Several legislator­s, not just senators, have asked DHS to provide numbers reflecting the state general-fund effect of four options—renewing the private option for Arkansas Works essentiall­y unchanged, updating the waiver request to make the few changes DHS advises, changing to the original fee-for-service model or simply dropping the state’s participat­ion in Medicaid expansion entirely.

If you like irony: It appears that some conservati­ve legislator­s now do not like the privatized option because it pays premiums for people who don’t go to the doctor. But they are intrigued by the fee-for-service model to pay costs only as incurred, which was the Obama administra­tion’s original idea until Beebe and a few Republican innovators got permission to change the rules for Arkansas.

Conversely, I initially recoiled at the private option but now prefer it.
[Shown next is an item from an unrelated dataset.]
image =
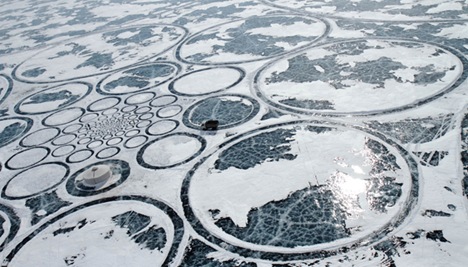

Though the waiver renewal request needn’t be filed by the end of the session, the Senate, at least, seems to want to decide on the waiver—whether and how—before bothering with the usual appropriat­ion.

I don’t like the sound of that, but Hutchinson, ever the optimist, says, “While achieving a three-fourths vote is challengin­g, I expect we will get it done.”

Let’s hope so. Otherwise, the next governor, who’ll probably be bad enough on her own, will inherit a strained state budget and boarded-up rural hospitals.